Failing to Understand the Technology Readiness Level
Technology Readiness Level indicates the status of technology and in which stage the tech development is in. This signifies whether a startup can develop tested products and deploy them in the actual environment. Often deep tech entrepreneurs face risks due to complexities while deploying a solution because of the low technology readiness levels. The challenge is that if the Technology Readiness Level is low, then there are potential risks and the deployment also gets delayed. Thus, the deployment must be postponed until and unless the company is ready with an iteration that is fit to hit the market.
Not Developing Market-Required Products/Services
Unless the product is launched, it becomes difficult to understand whether the product is ready for the market. Thus, it becomes imperative to understand the commercial application and maturity of the existing customers based on the product deployment. Suppose a product is being launched in the Indian market, but the customers are not ready for it or are ignorant about it, then the entire process is much of a failed venture. Therefore, if the deep tech entrepreneur is working on a nonexistent product in the market, then the product must be aligned to the customers’ knowledge and their way of work. Besides, it also needs to essentially solve a problem, which will further attract the customers.

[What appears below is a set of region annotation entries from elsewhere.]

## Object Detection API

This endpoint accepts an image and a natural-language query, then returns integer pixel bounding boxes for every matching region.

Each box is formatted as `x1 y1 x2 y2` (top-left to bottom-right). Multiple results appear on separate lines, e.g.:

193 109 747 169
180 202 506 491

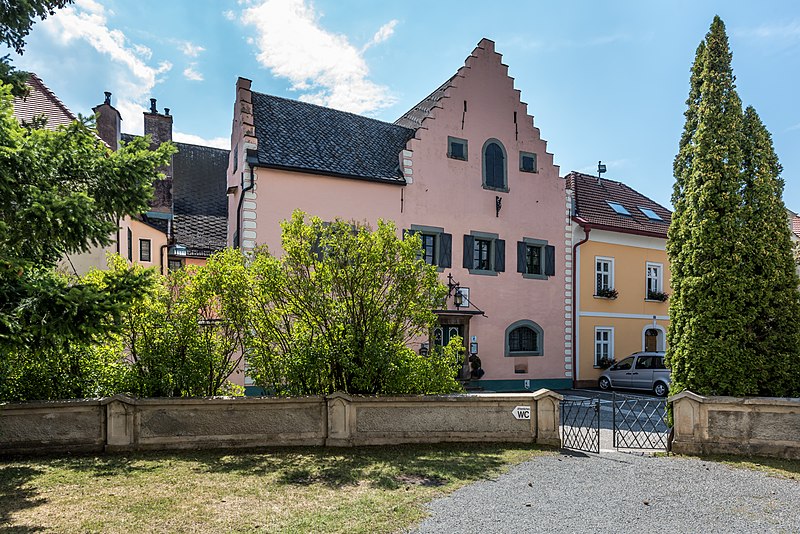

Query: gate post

Not Connecting with Investors at the Seed Stage
deep tech entrepreneurs need to depend on the funds from VCs, and late communication with them can result in missed chances of getting the money. Usually, entrepreneurs think that after they get to form a brand or start gaining recognition, then they would approach the fundraising companies/investors. But, while they are wondering to turn things tangible, they seem to lose out on their precious time. Lack of deep Tech funds at the proper time can lead the company towards a dead end. Moreover, the funding process starts from the Pre-Seed/Seed stage, where one needs to present the idea, get approval, understand the market, and proceed. This is a long-term process, and only the early birds can get the best offers.
Deep tech startups must invest in innovation and efforts!
Deep tech is in its growing phase and has huge space to explore. For entrepreneurs, deep tech is no less than a world that is unfolding slowly in front of their eyes. Becoming a leader or thinking of becoming one is not easy. Yes, the entrepreneurs and the deep tech startups in India are bound to make mistakes. It is never too late to learn from the mistakes, but one must not repeat them. In India, VC funds have come up to invest in and support technological development that would lift the Indian economy. SanchiConnect is one of those helping hands who want to help a business scale up. So, as a deep tech entrepreneur, never make an irreverent business/revenue model, do not be afraid to face the challenges in the long run, and most importantly, make the least amount of mistakes.